Nevertheless, for the first time since April 2009, the Hellenic ship owning community has returned at the top of the tables, in terms of second hand market acquisitions. Cotzias mentioned that it is interesting to note that up until last month, China was leading with 117 purchases as opposed to 89 for the Greeks.

Off course if it wasn't for Peter Georgiopoulos it would have still been the usual Chinese dominance scenario, but thanks to his 24 units plus 6 for Technomar and 5 for Newlead Greece has performed a record number of dry bulk purchases of 44 units in one month only, and that has never been seen in the past” he said.
Meanwhile, despite an almost seven week fall of the dry bulk indices and rates and despite the fact that most ships are looking for cargoes that just aren’t there, prices remain very expensive, ranging higher from 15% and up to 35% compared to one year ago (depending on age and size of each vessel).

“What is strange enough is that the prices have not fallen a single cent!
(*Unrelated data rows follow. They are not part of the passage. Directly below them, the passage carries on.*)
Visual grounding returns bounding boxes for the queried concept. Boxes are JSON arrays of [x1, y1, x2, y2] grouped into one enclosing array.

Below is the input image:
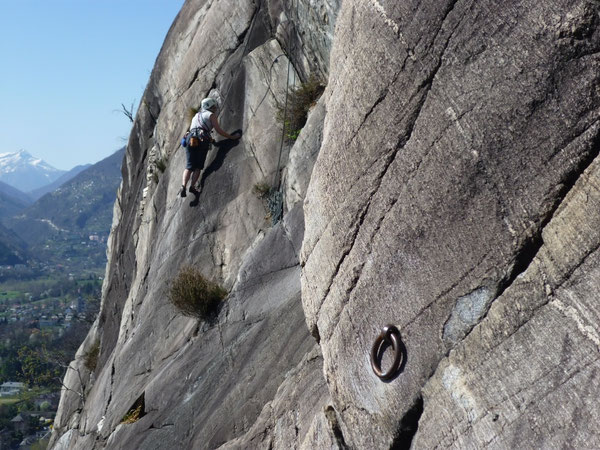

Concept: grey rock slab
[[51, 0, 339, 447], [217, 345, 333, 450], [53, 192, 316, 450], [413, 137, 600, 449], [51, 319, 102, 444], [239, 37, 300, 191], [51, 0, 302, 445], [284, 93, 327, 210], [267, 0, 341, 80], [88, 0, 260, 379], [228, 203, 305, 324], [117, 291, 312, 450], [302, 0, 600, 447]]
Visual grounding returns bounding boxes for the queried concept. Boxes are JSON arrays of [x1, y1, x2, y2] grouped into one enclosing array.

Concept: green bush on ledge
[[84, 341, 100, 372], [276, 75, 325, 142], [168, 266, 227, 320]]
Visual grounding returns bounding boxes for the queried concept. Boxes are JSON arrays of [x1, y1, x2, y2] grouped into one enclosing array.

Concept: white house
[[0, 381, 25, 397]]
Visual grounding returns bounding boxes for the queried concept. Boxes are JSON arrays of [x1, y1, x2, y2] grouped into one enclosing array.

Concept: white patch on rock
[[441, 364, 480, 421], [97, 415, 105, 433], [52, 429, 76, 450], [443, 287, 495, 344], [367, 0, 400, 35], [550, 298, 600, 351]]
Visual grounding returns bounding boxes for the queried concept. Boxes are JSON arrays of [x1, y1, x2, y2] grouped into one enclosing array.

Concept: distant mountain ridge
[[4, 148, 124, 272], [0, 180, 33, 218], [0, 150, 65, 192], [28, 164, 92, 200], [0, 221, 27, 266]]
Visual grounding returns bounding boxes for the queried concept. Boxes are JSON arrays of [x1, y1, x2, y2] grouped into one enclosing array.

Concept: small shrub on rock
[[121, 393, 145, 425], [84, 341, 100, 372], [155, 156, 168, 173], [277, 75, 325, 142], [121, 404, 143, 424], [253, 182, 271, 199], [168, 266, 227, 320]]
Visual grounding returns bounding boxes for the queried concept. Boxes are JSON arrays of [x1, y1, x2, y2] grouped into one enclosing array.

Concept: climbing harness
[[370, 324, 403, 381]]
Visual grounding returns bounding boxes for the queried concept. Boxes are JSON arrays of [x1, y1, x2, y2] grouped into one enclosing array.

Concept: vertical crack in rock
[[104, 362, 116, 416], [390, 396, 424, 450], [441, 124, 600, 351], [182, 3, 259, 102], [248, 141, 267, 178], [497, 123, 600, 301], [324, 406, 348, 449], [315, 0, 468, 340]]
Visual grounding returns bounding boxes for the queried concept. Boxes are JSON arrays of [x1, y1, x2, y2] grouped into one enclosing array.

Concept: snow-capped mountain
[[0, 150, 66, 193]]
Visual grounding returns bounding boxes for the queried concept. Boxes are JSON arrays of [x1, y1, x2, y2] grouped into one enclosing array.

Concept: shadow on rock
[[189, 189, 201, 207], [198, 130, 243, 191]]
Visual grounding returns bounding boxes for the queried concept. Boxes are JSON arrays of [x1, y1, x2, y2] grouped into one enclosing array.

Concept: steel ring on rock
[[371, 325, 403, 381]]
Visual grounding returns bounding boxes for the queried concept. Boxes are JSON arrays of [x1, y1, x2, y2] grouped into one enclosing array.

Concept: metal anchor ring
[[371, 325, 403, 381]]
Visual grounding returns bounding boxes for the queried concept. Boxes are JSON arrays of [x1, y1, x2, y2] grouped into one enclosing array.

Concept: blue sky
[[0, 1, 184, 170]]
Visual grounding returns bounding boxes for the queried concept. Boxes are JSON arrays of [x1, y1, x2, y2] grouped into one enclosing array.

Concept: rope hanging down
[[209, 0, 300, 225], [268, 0, 300, 224]]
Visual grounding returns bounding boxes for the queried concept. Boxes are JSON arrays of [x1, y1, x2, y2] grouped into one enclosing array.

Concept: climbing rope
[[203, 0, 300, 225], [268, 47, 291, 223], [267, 0, 301, 224]]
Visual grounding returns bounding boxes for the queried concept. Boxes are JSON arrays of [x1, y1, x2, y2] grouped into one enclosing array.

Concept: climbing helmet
[[201, 98, 218, 111]]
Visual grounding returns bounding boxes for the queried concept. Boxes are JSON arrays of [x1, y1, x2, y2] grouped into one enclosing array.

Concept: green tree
[[0, 354, 22, 382], [18, 346, 61, 387], [27, 414, 42, 434], [0, 403, 18, 429]]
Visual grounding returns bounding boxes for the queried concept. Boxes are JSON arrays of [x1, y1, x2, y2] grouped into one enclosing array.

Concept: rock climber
[[180, 97, 241, 197]]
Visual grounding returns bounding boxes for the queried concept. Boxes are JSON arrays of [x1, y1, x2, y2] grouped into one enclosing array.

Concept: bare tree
[[41, 348, 88, 407], [116, 100, 136, 123]]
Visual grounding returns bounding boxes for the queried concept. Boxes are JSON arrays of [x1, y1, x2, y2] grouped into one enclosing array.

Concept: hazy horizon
[[0, 1, 184, 171]]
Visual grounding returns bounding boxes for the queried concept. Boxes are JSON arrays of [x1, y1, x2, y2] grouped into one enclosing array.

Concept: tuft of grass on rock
[[276, 75, 325, 142], [84, 341, 100, 372], [253, 182, 271, 199], [121, 393, 145, 425], [121, 404, 143, 424], [155, 156, 168, 173], [168, 266, 227, 321]]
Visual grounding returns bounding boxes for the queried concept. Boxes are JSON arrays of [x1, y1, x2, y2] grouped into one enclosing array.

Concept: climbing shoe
[[179, 185, 187, 198]]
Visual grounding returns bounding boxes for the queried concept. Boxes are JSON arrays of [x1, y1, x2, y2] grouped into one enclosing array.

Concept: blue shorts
[[185, 141, 209, 170]]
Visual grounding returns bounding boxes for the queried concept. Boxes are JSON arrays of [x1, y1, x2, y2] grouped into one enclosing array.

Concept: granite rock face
[[302, 0, 600, 447], [51, 0, 600, 448], [50, 0, 337, 448], [414, 157, 600, 448]]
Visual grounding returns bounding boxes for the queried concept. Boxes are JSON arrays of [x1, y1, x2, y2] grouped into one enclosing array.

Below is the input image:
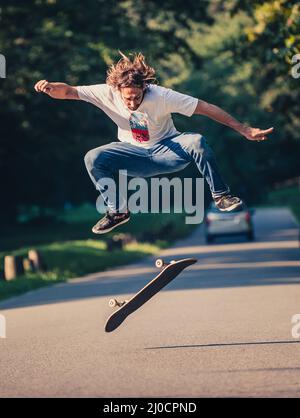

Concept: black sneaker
[[213, 194, 243, 212], [92, 210, 130, 234]]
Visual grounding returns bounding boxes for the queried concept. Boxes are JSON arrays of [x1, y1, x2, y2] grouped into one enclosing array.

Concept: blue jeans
[[84, 132, 230, 212]]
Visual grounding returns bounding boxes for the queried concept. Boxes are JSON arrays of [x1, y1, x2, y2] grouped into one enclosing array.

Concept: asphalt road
[[0, 208, 300, 398]]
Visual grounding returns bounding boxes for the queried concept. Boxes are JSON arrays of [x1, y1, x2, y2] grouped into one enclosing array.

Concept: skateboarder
[[34, 51, 273, 234]]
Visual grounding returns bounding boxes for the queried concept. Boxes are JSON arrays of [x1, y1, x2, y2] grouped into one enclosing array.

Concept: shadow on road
[[145, 340, 300, 350]]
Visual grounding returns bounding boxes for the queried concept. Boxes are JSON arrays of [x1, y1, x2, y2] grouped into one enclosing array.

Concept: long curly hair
[[106, 51, 157, 90]]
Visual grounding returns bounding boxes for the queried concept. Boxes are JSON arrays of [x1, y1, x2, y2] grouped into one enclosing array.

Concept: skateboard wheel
[[170, 260, 176, 264], [109, 298, 118, 308], [155, 258, 164, 268]]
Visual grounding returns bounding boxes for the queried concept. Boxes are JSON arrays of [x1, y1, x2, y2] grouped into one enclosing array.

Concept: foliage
[[230, 0, 300, 185], [264, 185, 300, 222]]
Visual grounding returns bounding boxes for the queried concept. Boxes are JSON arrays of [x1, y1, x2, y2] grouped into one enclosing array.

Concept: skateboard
[[105, 257, 197, 332]]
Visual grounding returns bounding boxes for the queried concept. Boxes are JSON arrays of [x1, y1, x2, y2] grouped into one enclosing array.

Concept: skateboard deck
[[105, 257, 197, 332]]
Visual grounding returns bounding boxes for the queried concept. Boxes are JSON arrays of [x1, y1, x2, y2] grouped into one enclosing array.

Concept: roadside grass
[[0, 208, 198, 301], [263, 186, 300, 223], [0, 241, 159, 301]]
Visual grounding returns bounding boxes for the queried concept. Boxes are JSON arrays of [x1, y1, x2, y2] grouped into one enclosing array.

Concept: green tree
[[0, 0, 215, 223]]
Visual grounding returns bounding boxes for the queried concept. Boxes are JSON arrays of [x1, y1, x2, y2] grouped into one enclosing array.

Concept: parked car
[[204, 202, 255, 243]]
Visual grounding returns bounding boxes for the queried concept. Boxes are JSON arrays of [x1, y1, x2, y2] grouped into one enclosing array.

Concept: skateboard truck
[[108, 259, 174, 308], [155, 258, 176, 269], [108, 298, 129, 308]]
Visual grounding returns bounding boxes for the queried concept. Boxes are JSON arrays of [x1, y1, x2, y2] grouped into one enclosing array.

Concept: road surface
[[0, 208, 300, 397]]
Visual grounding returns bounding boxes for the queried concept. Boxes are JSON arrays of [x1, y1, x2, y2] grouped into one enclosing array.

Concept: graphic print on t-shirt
[[129, 112, 150, 143]]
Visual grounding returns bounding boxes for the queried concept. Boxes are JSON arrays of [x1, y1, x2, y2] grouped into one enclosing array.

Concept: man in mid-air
[[34, 51, 273, 234]]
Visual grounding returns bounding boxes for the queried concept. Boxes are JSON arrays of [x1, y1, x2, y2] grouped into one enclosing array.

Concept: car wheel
[[247, 230, 254, 241], [206, 235, 214, 244]]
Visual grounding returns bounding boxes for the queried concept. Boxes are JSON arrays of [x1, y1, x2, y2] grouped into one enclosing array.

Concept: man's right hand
[[34, 80, 79, 100]]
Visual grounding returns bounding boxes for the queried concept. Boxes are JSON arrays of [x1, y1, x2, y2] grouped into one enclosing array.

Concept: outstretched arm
[[193, 99, 273, 142], [34, 80, 80, 100]]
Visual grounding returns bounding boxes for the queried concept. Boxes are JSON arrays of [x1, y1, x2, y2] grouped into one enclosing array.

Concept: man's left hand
[[240, 126, 274, 142]]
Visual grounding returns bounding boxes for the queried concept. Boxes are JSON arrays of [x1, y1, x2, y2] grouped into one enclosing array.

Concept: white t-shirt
[[77, 83, 198, 148]]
Why? Is it the volatility that has increased in the freight markets, that is keeping everyone comfortable that whatever downhill we may be experiencing right now, will be short-lived and will be offset soon by an equivalent if not larger and more rapid increase in the freight market that will eventually lead to once more higher ship prices?

Well that could be everyone's wishful thinking scenario, but in practical and realistic terms could not be applied. Why? Because as we mentioned last month, there was an anomaly in high freight rates, a booming shipping industry and the world economy still collecting its pieces. How could we have a healthy shipping market, when the world economic fundamentals still suffered?” wonders rightfully Cotzias.

Commenting on the current state of the freight market, the broker said that price agreements between iron/ore exporters/producers and importers are there and since July 1st China will have to agree to more expensive price per ton, for the imported iron/ore.

“So China has clearly opted to alter the quantities imported and shipped into China, by choosing to consume domestically produced iron/ore instead. Falling commodity prices have also affected the shipping markets. Traders choose to postpone commodity quantity purchases as the falling commodity price in itself dictates that if you don't need it right now... leave it for later as you will buy it cheaper... and by creating an "artificial scarcity" in the freight market by putting practically "no cargoes" out there, they will also reduce their subsequent transportation costs”, states Cotzias, ending his analysis by warning that it’s a charterer’s market and will remain so for a long time.